Abdel Abqar red card controversy became one of the most talked about moments of the weekend after the Getafe CF defender was sent off during a heated league clash against Atlético Madrid at the Metropolitano Stadium in Madrid.
The incident unfolded in the second half of a tense match that already had plenty riding on it. Atletico were holding a narrow lead thanks to an earlier strike from Nahuel Molina, and the game had settled into the kind of physical rhythm that often defines Spanish top flight encounters. Then play suddenly stopped. Referee Miguel Ortiz Arias halted the action and signalled for a review after something off the ball caught the attention of the officials.
What followed turned a routine moment of physical contact into a controversy that is still being debated.
Replays appeared to show Abdel Abqar making contact with Atletico striker Alexander Sorloth as the two players crossed paths. The footage suggested the Moroccan defender reached out with his hand and made contact with Sorloth in a sensitive area while walking past him.
The reaction from Sorloth was immediate. The Norwegian striker grabbed Abqar and pulled him down to the turf, a move that quickly escalated the situation and drew the referee’s full attention.

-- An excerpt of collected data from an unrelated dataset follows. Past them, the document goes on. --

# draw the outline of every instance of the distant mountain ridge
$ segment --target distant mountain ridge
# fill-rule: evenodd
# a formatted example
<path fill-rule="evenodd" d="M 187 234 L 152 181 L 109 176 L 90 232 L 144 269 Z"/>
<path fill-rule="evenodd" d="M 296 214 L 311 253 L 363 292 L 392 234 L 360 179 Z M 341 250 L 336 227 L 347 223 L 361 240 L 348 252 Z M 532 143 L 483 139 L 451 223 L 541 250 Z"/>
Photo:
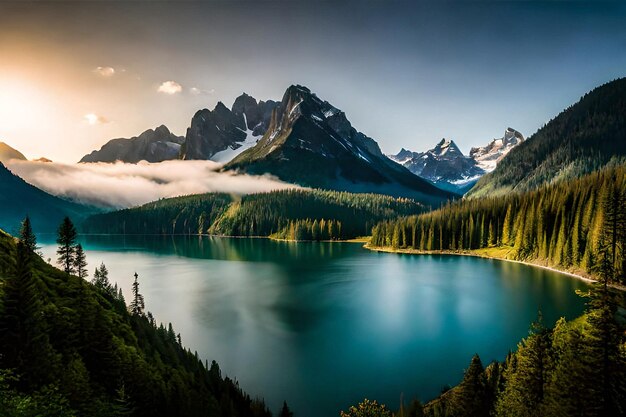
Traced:
<path fill-rule="evenodd" d="M 4 142 L 0 142 L 0 162 L 6 164 L 10 159 L 26 161 L 26 157 L 23 153 Z"/>
<path fill-rule="evenodd" d="M 463 194 L 481 176 L 495 169 L 498 161 L 523 140 L 521 133 L 509 127 L 502 138 L 493 139 L 487 146 L 472 148 L 470 156 L 463 155 L 453 140 L 441 139 L 426 152 L 411 152 L 402 148 L 389 158 L 439 188 Z"/>
<path fill-rule="evenodd" d="M 626 78 L 593 89 L 511 150 L 468 196 L 533 190 L 623 162 L 625 114 Z"/>
<path fill-rule="evenodd" d="M 390 161 L 341 110 L 308 88 L 290 86 L 258 143 L 226 170 L 272 174 L 303 186 L 410 197 L 438 204 L 454 194 Z"/>
<path fill-rule="evenodd" d="M 161 125 L 130 139 L 110 140 L 100 150 L 85 155 L 79 162 L 162 162 L 177 159 L 183 142 L 183 137 L 174 135 Z"/>
<path fill-rule="evenodd" d="M 55 232 L 63 217 L 80 221 L 95 212 L 30 185 L 0 162 L 0 229 L 17 231 L 28 215 L 38 232 Z"/>
<path fill-rule="evenodd" d="M 523 141 L 524 135 L 508 127 L 502 138 L 492 140 L 487 146 L 470 149 L 470 158 L 476 161 L 485 172 L 491 172 L 511 149 Z"/>

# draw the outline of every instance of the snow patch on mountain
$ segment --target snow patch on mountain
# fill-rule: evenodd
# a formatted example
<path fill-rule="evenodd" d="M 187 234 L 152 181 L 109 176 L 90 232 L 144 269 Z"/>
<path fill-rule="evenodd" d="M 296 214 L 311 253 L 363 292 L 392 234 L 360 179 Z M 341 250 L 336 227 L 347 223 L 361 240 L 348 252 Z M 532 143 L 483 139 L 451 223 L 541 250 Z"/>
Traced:
<path fill-rule="evenodd" d="M 496 169 L 498 162 L 504 158 L 514 147 L 524 141 L 524 136 L 515 129 L 507 128 L 502 138 L 493 139 L 487 146 L 472 148 L 470 158 L 485 172 Z"/>
<path fill-rule="evenodd" d="M 435 185 L 448 190 L 467 191 L 523 141 L 521 133 L 507 128 L 502 138 L 493 139 L 487 146 L 472 148 L 469 156 L 463 155 L 450 139 L 442 139 L 426 152 L 411 152 L 402 148 L 398 154 L 388 156 Z"/>
<path fill-rule="evenodd" d="M 215 155 L 213 155 L 210 158 L 211 161 L 225 164 L 227 162 L 232 161 L 233 158 L 235 158 L 237 155 L 239 155 L 246 149 L 250 149 L 254 145 L 257 144 L 258 140 L 261 138 L 262 135 L 257 135 L 257 136 L 254 135 L 253 130 L 248 127 L 248 118 L 245 113 L 243 114 L 243 119 L 244 119 L 244 125 L 246 126 L 246 130 L 243 130 L 241 128 L 238 128 L 238 129 L 246 133 L 246 139 L 243 142 L 230 145 L 228 148 L 224 149 L 223 151 L 217 152 Z"/>

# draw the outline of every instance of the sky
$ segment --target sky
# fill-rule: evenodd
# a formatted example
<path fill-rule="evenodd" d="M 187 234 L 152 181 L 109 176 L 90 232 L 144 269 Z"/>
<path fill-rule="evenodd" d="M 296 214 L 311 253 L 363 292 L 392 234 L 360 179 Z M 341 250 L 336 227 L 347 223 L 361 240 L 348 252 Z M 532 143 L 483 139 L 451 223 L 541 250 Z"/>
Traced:
<path fill-rule="evenodd" d="M 385 153 L 529 136 L 626 75 L 619 2 L 0 2 L 0 141 L 73 163 L 302 84 Z"/>

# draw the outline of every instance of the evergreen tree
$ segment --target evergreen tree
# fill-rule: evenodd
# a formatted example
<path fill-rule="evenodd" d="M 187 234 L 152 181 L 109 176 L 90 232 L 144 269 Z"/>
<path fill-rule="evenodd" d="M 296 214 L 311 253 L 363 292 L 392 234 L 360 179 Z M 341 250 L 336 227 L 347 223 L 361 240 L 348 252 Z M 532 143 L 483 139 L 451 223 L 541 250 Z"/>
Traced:
<path fill-rule="evenodd" d="M 365 399 L 357 406 L 352 406 L 348 412 L 341 412 L 341 417 L 392 417 L 391 411 L 376 401 Z"/>
<path fill-rule="evenodd" d="M 20 241 L 28 252 L 37 252 L 37 238 L 33 233 L 33 228 L 30 224 L 30 218 L 28 216 L 26 216 L 22 222 L 22 227 L 20 228 Z"/>
<path fill-rule="evenodd" d="M 87 257 L 85 256 L 85 251 L 80 243 L 74 248 L 74 271 L 76 272 L 78 278 L 84 279 L 88 275 Z"/>
<path fill-rule="evenodd" d="M 454 391 L 455 414 L 468 417 L 488 417 L 490 405 L 483 364 L 478 355 L 472 357 L 463 381 Z"/>
<path fill-rule="evenodd" d="M 111 291 L 111 283 L 109 282 L 109 270 L 104 265 L 104 262 L 100 263 L 99 267 L 96 267 L 96 270 L 93 273 L 93 279 L 91 280 L 91 283 L 101 290 L 105 290 L 107 292 Z M 115 289 L 115 294 L 117 294 L 117 288 Z"/>
<path fill-rule="evenodd" d="M 57 244 L 58 263 L 66 274 L 72 274 L 74 269 L 74 253 L 76 250 L 76 237 L 78 233 L 69 217 L 65 217 L 59 226 Z"/>
<path fill-rule="evenodd" d="M 293 413 L 289 409 L 289 406 L 287 406 L 287 401 L 283 401 L 283 408 L 280 409 L 278 417 L 293 417 Z"/>
<path fill-rule="evenodd" d="M 506 388 L 496 408 L 498 417 L 542 417 L 544 389 L 550 367 L 551 332 L 541 313 L 530 335 L 518 345 L 517 366 L 507 369 Z"/>
<path fill-rule="evenodd" d="M 139 275 L 135 272 L 135 281 L 133 282 L 133 301 L 130 302 L 130 312 L 133 316 L 142 316 L 146 308 L 143 295 L 139 293 Z"/>

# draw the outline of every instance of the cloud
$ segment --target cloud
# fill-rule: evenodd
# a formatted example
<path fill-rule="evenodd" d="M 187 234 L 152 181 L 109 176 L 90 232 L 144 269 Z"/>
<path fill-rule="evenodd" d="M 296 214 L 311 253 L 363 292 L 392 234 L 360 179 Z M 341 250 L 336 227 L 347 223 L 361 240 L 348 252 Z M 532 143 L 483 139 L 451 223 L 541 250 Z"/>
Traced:
<path fill-rule="evenodd" d="M 50 194 L 106 208 L 208 192 L 250 194 L 297 188 L 270 176 L 219 172 L 222 165 L 213 161 L 62 164 L 12 160 L 7 167 Z"/>
<path fill-rule="evenodd" d="M 210 95 L 215 94 L 215 89 L 214 89 L 214 88 L 211 88 L 210 90 L 203 90 L 203 89 L 201 89 L 201 88 L 191 87 L 191 88 L 189 89 L 189 92 L 190 92 L 192 95 L 194 95 L 194 96 L 199 96 L 199 95 L 207 95 L 207 96 L 210 96 Z"/>
<path fill-rule="evenodd" d="M 112 76 L 115 75 L 115 68 L 113 67 L 97 67 L 96 69 L 93 70 L 93 72 L 95 72 L 96 74 L 104 77 L 104 78 L 111 78 Z"/>
<path fill-rule="evenodd" d="M 95 113 L 88 113 L 85 116 L 83 116 L 83 118 L 90 125 L 103 125 L 103 124 L 109 123 L 109 119 L 107 119 L 104 116 L 98 116 Z"/>
<path fill-rule="evenodd" d="M 159 93 L 164 94 L 177 94 L 183 91 L 183 86 L 178 84 L 176 81 L 165 81 L 163 84 L 157 88 Z"/>

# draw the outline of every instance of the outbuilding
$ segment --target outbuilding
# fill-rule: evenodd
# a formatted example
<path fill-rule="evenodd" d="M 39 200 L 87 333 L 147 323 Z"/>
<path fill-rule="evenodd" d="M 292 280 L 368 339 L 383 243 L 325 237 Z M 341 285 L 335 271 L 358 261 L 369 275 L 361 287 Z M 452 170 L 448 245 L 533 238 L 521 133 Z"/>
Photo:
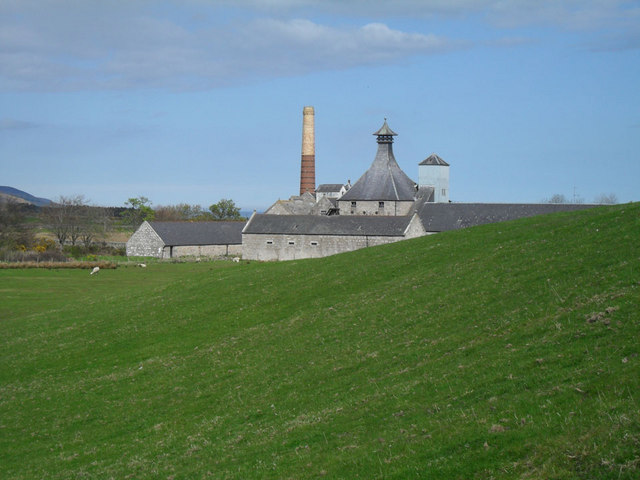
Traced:
<path fill-rule="evenodd" d="M 265 215 L 254 213 L 242 232 L 242 258 L 318 258 L 425 235 L 417 214 Z"/>
<path fill-rule="evenodd" d="M 246 222 L 143 222 L 127 241 L 128 257 L 224 257 L 242 254 Z"/>

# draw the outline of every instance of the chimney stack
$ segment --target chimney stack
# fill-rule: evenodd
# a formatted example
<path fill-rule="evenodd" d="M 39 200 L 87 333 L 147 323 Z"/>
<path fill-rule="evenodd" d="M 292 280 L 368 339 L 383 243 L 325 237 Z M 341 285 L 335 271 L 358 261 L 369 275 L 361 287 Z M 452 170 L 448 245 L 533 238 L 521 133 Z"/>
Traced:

At that point the match paused while officials reviewed the footage through the video assistant referee system. The review lasted several minutes, with players from both teams gathering nearby while waiting for a decision.
When the referee returned to the field, his verdict was decisive. Abqar was shown a straight red card and dismissed from the match. Sorloth, judged to have retaliated by dragging his opponent to the ground, was issued a yellow card.
For Getafe, the decision immediately shifted the momentum of the game. Losing a defender while already trailing forced the team to reorganize and defend with one player fewer against an Atletico side that rarely wastes numerical advantages at home.
Yet the story did not end with the final whistle. Abqar quickly challenged the interpretation of the incident and insisted the contact was accidental.
Speaking after the match, he maintained that the moment had been misunderstood.
“I want to make it clear that it was not my intention to touch the player in that area,” Abqar said during a post match interview with Movistar LaLiga.
“In football we touch each other and collide all the time. I did not intend to touch him there. The video shows that I was not looking to touch him there.”
The defender also argued that his movement was part of the normal physical interaction that happens constantly in professional football, where players often use their hands to gauge positioning while marking opponents.
“I swear I did not intend to touch him,” he added. “I wanted to make contact like happens in football. The referee believed I was trying to touch him there, but that was not my intention.”
Abqar continued his explanation by describing the motion as an attempt to locate the striker rather than provoke him.
“If you watch the video carefully, I am not looking at him. My hand is meant to touch his stomach. Sometimes you touch an opponent so you know where he is. I want to make it clear that I did not mean to touch him there.”
Moments like this highlight how much modern football now depends on video review. The VAR system has introduced a level of scrutiny that did not exist even a decade ago. Incidents that once passed unnoticed can now be replayed frame by frame and judged from multiple angles.
Supporters of VAR argue that it protects fairness by allowing officials to catch behavior that might otherwise escape punishment. Critics counter that slow motion replays can sometimes exaggerate the appearance of intent, especially during split second physical exchanges between players.
The Abqar incident sits directly in that gray area. The footage clearly shows contact, yet the debate revolves around intention. Was it deliberate misconduct or simply clumsy physical positioning in the chaos of a competitive match?
The Abdel Abqar red card controversy also reflects a broader challenge in football officiating. The rules allow referees to punish actions deemed violent or unsporting, but determining intent often depends on interpretation.
Professional matches are full of small physical gestures that cameras rarely highlight. Defenders grab shirts, nudge opponents, and use their hands to maintain awareness of positioning. Most of these actions never draw disciplinary action.
When a particular moment is replayed repeatedly on television screens and social media, however, it can quickly become a defining narrative.
For Getafe, the dismissal meant finishing the match at a disadvantage. For Atletico, the decision reinforced their control of the game. For Abqar, it has created a moment that will likely follow him for some time, especially in an era where every frame of video becomes part of the public record.
Football rarely lacks drama. Sometimes that drama arrives through spectacular goals or last minute winners. Other times it emerges from a single contested moment that forces fans, officials, and players to debate what truly happened in the space of a few seconds.